La degré d’autonomie auquel un étudiant chinois doit parvenir pour s’abstraire de ce système carcéral sans porte ni fenêtre est pour ainsi dire inaccessible : dispositions hors normes dépourvues du moindre soutien, condamnées à la reptation pour échapper aux matons bien enchâssés dans les cervelles des petits camarades qui ne se posent pas tant de questions et sont prompts à la délation.
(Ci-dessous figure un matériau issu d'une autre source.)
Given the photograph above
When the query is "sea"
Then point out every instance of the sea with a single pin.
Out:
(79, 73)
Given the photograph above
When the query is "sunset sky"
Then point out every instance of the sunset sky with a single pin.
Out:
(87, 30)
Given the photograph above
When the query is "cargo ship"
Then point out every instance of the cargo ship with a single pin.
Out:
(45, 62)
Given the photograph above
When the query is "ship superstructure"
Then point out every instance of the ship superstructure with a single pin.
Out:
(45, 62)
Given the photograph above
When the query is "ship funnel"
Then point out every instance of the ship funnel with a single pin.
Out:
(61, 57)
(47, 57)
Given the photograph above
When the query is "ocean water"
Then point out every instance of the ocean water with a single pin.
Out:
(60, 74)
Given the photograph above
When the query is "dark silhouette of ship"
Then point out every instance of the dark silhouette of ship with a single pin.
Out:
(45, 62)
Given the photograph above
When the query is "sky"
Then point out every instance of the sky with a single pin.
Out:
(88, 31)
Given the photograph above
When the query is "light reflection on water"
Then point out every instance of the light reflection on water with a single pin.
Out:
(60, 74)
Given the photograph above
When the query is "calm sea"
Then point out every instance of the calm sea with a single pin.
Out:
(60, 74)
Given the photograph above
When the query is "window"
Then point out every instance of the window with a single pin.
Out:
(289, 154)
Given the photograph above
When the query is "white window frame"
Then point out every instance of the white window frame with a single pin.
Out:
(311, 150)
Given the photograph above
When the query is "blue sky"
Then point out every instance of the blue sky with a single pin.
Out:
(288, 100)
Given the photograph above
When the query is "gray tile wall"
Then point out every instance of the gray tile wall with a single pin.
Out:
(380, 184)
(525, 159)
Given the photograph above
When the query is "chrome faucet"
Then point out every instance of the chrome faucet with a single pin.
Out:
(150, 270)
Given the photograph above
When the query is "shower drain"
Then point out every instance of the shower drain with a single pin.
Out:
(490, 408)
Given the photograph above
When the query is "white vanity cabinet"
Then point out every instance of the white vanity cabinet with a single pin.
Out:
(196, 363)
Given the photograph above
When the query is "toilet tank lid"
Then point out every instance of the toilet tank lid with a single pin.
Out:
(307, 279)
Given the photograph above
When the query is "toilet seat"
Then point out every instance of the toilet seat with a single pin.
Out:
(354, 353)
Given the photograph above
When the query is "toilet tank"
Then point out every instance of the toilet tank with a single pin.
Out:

Quand la famille a tout misé, que le contenu des cours s’inscrit dans une logique de décérébration, que les profs sont formés pour ne rien dire et mesurer la qualité d’une classe à son silence et que même les talentueuses exceptions défendent le principe, que les camarades se méfient les uns des autres, inscrits dans une compétition génétiquement validée par la masse et son administration, alors l’âme se perd au fond d’un corps dont l’échine se courbe et la nuque suit la même pente – c’est d’un maigre index replié que le brillant étudiant frappe discrètement à la porte des monitrices politiques avant de se glisser dans le bureau en affichant un sourire effrayant. Celui ou celle qui franchit ces chevaux de frise est un Titan.